Serous-lined, stapled pouch wall plication: initial results of a simple and quick novel continence mechanism in troubleshooting secondary to continent cutaneous urinary diversion.

作者信息

Riedmiller Hubertus, Kocot Arkadius, Kalogirou Charis

机构信息

Department of Urology and Paediatric Urology, Julius-Maximilians-University Medical School, Würzburg, Germany.

出版信息

BJU Int. 2018 Jan;121(1):155-159. doi: 10.1111/bju.13979. Epub 2017 Sep 15.

Abstract

OBJECTIVES

To report a novel and straightforward technique of a secondary continent outlet for continent cutaneous urinary diversion (CCUD) reservoirs without the need for further bowel resection, reducing operating time and length of hospitalization.

PATIENTS AND METHODS

From 2015 to 2017, six patients with unreconstructable, incontinent outlets (out of a total pool of 595 patients with CCUD) have undergone the technique described in the present paper at our department.

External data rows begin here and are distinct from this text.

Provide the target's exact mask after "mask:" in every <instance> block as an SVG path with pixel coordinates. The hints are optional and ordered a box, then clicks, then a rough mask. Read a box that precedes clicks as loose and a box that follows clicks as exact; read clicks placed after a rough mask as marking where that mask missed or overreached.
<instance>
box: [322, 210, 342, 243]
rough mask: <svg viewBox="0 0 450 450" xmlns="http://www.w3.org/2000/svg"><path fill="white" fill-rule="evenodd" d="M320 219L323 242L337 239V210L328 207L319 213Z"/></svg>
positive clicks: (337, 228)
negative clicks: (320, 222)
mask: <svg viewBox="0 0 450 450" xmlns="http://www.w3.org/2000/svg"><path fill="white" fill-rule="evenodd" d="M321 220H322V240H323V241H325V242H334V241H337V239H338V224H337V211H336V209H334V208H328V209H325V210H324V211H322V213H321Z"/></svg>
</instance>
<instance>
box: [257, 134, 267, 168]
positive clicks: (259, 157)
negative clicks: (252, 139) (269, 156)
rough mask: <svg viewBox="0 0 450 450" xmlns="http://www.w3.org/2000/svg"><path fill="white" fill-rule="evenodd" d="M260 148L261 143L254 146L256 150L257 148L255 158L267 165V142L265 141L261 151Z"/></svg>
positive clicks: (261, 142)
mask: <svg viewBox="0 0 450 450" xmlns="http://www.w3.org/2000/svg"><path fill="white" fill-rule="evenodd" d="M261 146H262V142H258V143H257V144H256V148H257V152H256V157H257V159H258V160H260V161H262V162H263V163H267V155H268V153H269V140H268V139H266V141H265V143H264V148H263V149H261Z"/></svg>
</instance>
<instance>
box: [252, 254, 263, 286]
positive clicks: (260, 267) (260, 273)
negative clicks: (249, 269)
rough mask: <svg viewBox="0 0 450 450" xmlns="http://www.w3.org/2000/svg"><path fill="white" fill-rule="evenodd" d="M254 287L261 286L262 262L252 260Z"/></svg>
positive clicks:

The technique relies on the Mitrofanoff principle, using a stapled full-thickness pouch wall plication, which creates a flap-valve continence mechanism.

RESULTS

All patients enjoyed full continence with ease of clean intermittent catheterization (CIC) in the postoperative period and on follow-up to a mean (range) of 12.4 (7-18) months. No major complications were encountered in any patient and the average capacity of the reservoirs was not compromised by the procedure (540 mL preoperatively vs 500 mL in further follow-up).

CONCLUSION

In revisional surgery for secondary CCUD incontinence, especially if the patient has already lost a significant amount of bowel or has previously undergone radiation therapy, the technique described here represents a safe and effective alternative to restore continence.

摘要

目的

报告一种用于可控性皮肤造口尿流改道术(CCUD)储尿囊的新型且简便的二期可控性出口技术,无需进一步肠道切除,从而减少手术时间和住院时长。

患者与方法

2015年至2017年,我们科室有6例(在总共595例CCUD患者中)不可重建的、尿失禁造口患者接受了本文所述技术。该技术基于米氏原理,采用吻合器进行全层囊壁折叠,形成瓣阀式控尿机制。

结果

所有患者术后及平均(范围)12.4(7 - 18)个月随访期间均能完全控尿,清洁间歇性导尿(CIC)操作轻松。所有患者均未出现重大并发症,该手术未影响储尿囊的平均容量(术前540 mL,进一步随访时为500 mL)。

结论

在CCUD二期尿失禁的修复手术中,特别是如果患者已经切除了大量肠道或先前接受过放射治疗,本文所述技术是恢复控尿的一种安全有效的替代方法。